An analytical modelling procedure for predicting the streamwise pressure gradient for steady laminar incompressible flow of a Newtonian fluid through homogeneous isotropic granular porous media is introduced. The modelling strategy involves the spatial volume averaging of a statistical representative portion of the porous domain to obtain measurable macroscopic quantities from which macroscopic transport equations can be derived. A simple pore-scale model is introduced to approximate the actual complex granular porous microstructure through rectangular cubic geometry. The sound physical principles on which the modelling procedure is based avoid the need for redundant empirical coefficients. The model is generalized to predict the rheological flow behaviour of non-Newtonian purely viscous power law fluids by introducing the dependence of the apparent viscosity on the shear rate through the wall shear stress.
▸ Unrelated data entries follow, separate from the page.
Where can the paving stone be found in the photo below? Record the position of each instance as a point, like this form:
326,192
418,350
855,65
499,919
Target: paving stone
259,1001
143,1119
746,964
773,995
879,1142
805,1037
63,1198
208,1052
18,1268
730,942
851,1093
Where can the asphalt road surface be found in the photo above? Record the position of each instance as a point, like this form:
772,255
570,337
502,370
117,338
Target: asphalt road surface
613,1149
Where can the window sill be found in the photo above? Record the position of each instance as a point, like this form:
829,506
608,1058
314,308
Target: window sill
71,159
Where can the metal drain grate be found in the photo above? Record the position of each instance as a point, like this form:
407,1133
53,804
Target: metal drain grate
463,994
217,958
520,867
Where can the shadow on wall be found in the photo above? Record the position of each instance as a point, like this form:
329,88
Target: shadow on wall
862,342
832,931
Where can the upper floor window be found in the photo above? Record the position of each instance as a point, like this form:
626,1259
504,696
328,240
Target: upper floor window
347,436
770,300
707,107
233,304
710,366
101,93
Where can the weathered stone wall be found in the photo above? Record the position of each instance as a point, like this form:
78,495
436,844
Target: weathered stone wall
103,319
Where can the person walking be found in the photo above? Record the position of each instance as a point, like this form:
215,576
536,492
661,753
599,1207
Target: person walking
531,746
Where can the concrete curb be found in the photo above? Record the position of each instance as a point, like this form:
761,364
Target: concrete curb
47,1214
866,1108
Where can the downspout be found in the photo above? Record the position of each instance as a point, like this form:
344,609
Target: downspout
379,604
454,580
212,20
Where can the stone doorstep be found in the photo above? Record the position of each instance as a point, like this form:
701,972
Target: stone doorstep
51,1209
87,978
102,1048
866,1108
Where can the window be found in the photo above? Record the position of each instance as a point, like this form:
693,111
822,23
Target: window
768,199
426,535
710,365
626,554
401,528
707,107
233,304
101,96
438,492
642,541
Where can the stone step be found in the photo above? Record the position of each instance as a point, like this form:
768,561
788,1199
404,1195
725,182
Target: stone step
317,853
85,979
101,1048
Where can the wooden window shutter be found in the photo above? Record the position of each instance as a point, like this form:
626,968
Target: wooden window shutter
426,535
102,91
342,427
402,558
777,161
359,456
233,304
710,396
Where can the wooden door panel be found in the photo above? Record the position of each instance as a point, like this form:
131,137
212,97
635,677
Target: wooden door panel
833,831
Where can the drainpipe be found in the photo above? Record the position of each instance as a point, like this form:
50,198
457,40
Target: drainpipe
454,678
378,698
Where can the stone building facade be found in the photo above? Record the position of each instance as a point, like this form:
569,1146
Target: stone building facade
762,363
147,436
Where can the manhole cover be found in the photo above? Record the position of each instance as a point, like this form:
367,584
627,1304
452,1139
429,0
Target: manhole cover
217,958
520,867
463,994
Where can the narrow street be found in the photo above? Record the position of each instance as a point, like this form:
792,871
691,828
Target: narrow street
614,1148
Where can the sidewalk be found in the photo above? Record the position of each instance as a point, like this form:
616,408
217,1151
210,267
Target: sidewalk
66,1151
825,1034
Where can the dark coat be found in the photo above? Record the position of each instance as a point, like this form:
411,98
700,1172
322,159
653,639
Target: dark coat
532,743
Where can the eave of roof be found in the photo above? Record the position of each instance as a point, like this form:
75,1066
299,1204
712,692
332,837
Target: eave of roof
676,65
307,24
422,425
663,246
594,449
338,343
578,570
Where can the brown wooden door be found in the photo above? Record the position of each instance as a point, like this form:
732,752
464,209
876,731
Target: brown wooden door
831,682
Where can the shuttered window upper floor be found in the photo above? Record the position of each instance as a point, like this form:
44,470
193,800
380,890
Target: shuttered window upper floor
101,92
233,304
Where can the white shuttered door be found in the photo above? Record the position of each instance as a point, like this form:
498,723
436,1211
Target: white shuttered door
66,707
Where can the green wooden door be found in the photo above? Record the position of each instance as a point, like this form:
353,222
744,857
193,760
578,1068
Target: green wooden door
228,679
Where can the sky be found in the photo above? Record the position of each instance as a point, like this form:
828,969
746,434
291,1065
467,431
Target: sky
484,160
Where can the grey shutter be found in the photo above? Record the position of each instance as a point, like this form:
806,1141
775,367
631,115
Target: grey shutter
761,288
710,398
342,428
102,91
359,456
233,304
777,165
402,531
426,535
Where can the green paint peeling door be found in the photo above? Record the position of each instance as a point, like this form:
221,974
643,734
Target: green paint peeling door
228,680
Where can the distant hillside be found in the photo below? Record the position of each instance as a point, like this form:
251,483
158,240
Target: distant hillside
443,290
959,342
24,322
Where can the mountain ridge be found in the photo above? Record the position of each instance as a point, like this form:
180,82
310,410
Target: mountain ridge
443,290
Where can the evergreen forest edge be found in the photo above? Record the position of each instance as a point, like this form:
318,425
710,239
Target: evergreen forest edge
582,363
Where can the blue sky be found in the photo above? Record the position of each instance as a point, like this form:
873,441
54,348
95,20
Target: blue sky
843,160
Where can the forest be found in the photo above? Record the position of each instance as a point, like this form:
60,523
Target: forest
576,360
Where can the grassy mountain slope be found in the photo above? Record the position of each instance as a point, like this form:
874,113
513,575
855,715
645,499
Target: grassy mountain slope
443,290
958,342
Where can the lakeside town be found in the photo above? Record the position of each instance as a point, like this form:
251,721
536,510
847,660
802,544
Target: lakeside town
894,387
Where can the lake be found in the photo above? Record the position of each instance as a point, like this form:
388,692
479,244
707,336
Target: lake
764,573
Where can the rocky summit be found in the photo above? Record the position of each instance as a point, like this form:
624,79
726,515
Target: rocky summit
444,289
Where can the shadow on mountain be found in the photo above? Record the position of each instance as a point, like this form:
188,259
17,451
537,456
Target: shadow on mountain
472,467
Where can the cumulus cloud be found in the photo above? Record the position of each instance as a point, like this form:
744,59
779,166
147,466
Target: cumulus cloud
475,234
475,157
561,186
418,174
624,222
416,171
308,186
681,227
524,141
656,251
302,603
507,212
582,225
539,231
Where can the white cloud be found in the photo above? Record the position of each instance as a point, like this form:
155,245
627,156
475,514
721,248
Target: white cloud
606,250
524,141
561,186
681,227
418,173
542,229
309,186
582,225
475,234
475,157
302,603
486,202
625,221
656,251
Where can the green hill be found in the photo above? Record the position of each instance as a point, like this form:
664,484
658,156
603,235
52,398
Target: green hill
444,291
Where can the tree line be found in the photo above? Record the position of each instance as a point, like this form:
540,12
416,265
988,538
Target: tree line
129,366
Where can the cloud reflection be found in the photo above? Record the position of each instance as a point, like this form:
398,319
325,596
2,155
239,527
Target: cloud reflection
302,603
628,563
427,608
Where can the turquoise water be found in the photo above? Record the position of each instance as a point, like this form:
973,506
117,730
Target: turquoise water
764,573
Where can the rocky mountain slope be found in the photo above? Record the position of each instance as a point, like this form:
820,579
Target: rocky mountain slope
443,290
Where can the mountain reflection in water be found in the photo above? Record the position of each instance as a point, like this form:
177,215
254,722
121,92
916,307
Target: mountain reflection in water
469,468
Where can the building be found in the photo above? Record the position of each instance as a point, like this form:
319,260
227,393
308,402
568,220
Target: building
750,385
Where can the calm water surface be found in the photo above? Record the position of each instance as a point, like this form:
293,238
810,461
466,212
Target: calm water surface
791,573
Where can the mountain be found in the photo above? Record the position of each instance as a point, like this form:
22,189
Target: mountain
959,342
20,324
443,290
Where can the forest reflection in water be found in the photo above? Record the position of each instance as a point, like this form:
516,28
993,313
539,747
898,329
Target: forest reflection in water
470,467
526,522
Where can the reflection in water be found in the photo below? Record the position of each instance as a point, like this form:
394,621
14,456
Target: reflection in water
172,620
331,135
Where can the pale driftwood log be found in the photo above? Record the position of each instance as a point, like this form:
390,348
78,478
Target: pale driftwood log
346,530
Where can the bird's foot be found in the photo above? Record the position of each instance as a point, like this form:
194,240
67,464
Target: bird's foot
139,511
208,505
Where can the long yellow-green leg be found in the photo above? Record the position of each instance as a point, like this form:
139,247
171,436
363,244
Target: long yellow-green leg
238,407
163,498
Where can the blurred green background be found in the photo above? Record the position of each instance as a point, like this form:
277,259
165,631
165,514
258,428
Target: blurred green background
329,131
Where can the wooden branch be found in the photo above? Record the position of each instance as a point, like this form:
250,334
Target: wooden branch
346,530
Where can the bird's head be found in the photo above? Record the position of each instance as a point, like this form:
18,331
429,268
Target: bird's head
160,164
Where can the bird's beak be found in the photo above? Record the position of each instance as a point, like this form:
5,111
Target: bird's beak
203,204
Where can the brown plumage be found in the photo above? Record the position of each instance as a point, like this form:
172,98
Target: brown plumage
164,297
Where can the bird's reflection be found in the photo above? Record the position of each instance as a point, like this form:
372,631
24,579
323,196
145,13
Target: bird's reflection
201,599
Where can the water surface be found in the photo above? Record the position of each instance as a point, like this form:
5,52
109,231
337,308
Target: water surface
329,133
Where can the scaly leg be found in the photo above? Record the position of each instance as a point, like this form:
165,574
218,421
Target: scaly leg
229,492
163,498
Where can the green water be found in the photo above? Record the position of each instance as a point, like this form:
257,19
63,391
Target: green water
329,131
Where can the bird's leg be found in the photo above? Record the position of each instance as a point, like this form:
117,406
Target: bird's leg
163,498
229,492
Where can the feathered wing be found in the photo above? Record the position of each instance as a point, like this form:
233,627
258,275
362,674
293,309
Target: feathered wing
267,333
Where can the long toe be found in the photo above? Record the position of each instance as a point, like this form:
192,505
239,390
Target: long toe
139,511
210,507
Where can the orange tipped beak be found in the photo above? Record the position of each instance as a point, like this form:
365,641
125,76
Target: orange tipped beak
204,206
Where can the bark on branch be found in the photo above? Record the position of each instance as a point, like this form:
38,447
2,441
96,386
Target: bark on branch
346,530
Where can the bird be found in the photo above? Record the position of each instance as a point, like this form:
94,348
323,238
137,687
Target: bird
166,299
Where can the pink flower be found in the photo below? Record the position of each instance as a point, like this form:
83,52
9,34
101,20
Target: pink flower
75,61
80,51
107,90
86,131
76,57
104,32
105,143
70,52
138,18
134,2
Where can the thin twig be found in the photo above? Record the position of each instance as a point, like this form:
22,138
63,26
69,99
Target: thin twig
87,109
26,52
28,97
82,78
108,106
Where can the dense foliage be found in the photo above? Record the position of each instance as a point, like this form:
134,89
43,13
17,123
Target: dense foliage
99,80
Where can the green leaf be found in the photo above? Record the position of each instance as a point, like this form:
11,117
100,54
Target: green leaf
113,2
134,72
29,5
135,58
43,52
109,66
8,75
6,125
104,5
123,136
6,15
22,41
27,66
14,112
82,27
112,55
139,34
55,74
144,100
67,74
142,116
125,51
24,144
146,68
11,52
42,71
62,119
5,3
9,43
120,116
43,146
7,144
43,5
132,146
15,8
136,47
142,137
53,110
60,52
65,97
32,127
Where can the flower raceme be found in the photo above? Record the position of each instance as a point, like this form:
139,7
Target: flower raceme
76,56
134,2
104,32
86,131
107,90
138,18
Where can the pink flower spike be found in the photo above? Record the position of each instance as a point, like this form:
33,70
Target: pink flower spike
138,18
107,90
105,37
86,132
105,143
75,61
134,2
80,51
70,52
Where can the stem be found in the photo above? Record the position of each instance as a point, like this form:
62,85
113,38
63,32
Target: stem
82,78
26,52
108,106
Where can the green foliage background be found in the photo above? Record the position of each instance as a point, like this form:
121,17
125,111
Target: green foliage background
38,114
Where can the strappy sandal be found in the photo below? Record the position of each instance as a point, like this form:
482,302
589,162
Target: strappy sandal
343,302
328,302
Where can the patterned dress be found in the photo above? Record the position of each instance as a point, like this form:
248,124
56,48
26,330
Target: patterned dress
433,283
The field of application of the Newtonian model is extended to predict the flow behaviour in fluidized beds by adjusting the Darcy velocity to incorporate the relative velocity of the solid phase. The Newtonian model is furthermore adjusted to predict fluid flow through Fontainebleau sandstone by taking into account the effect of blocked throats at very low porosities. The analytical model as well as the model generalizations for extended applicability is verified through comparison with other analytical and semi-empirical models and a wide range of experimental data from the literature. The accuracy of the predictive analytical model reveals to be highly acceptable for most engineering designs.